14 grudnia koncern MBDA poinformował o pierwszym odpaleniu przeciwpancernego pocisku kierowanego Missile Moyenne Portée (MMP) z wyrzutni zainstalowanej na pojeździe sił specjalnych Arquus Sabre. Strzelanie odbyło się w ramach prób prowadzonych we współpracy z francuskimi siłami zbrojnymi i pod nadzorem dyrekcji generalnej do spraw uzbrojenia DGA (Direction générale de l’armement). Testy przeprowadzono na poligonie Canjuers w Prowansji na południu Francji. Pierwszy pocisk odpalono w trybie wskazania celu przed wystrzeleniem (Lock-On Before Launch), zaś sam cel znajdował się w odległości 3500 metrów.

Operator – po odpaleniu – zmienił tryb na „wystrzel i zapomnij”, a kierowca natychmiast odjechał z miejsca startu. MMP – w trybie automatycznym, bez ingerencji strzelca – odnalazł i zniszczył cel. Podobnie było podczas innych prób, w których symulowano różne scenariusze walki, w tym strzelano do celu stacjonarnego i ruchomego. Operator uzbrojenia odpalał pociski także wówczas, gdy Arquus Sabre był w ruchu.



Żołnierze Armée de Terre używają pocisków tego typu od ponad dwóch lat. Spółka MBDA zaprezentowała również morską odmianę. MMP przetestowano w rożnych wymagających warunkach klimatycznych. Francuzi testowali je w Dżibuti, zaś w marcu 2019 roku – na szwedzkim poligonie Vidsel, położonym tuż przy kole podbiegunowym. Panują na nim warunki arktyczne, a temperatury kształtują się w zakresie od –30°C do –15°C.

Pocisk sukcesywnie zastępuje Milany i Javeliny używane przez żołnierzy francuskich sił zbrojnych. Do 2025 roku do użytku ma trafić 400 wyrzutni i 2850 pocisków. Francuzi liczą także na sukces eksportowy i chcą znaleźć kupców szczególnie na Bliskim Wschodzie. Dla sił specjalnych MMP będą mieć jeszcze jedną zaletę, gdyż mogą być zrzucane na spadochronach i później przejmowane przez operatorów.

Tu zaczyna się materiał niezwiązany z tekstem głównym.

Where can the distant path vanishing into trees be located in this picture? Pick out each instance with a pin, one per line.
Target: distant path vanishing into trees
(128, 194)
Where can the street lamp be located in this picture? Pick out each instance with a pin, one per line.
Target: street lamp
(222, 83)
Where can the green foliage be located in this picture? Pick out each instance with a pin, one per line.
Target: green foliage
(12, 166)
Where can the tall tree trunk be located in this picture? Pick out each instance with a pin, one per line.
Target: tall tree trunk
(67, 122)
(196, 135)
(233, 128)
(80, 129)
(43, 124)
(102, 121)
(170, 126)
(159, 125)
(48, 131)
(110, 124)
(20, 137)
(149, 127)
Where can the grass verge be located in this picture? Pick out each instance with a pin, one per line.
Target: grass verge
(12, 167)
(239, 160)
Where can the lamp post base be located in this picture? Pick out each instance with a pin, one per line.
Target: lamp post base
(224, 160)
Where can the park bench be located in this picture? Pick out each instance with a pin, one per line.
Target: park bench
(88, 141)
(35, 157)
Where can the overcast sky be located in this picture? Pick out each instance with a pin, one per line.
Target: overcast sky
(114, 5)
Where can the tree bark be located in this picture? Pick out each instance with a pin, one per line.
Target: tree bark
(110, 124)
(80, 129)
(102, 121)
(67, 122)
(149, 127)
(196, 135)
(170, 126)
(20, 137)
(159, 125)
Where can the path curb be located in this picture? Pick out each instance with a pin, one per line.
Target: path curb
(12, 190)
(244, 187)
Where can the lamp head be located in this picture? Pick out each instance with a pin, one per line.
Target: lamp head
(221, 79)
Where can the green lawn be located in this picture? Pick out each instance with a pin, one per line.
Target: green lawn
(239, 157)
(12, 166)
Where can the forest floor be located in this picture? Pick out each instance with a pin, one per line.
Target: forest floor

Napędzany na cztery koła Arquus Sabre wywodzi się od pojazdu Sherpa Light, producent zaś zapewnia, że jest to wóz o dużej modułowości. Dzięki temu ma być gotowy do pełnienia różnego rodzaju misji i zabierania sprzętu przydatnego podczas ich realizacji. Napędzany jest silnikiem o mocy 265 koni mechanicznych i uzbrojony co najmniej dwa karabiny maszynowe: jeden kalibru 12,7 milimetra (zamontowany na obrotnicy) i 7,62 milimetra. Może być transportowany w ładowniach samolotów A400M i C-130.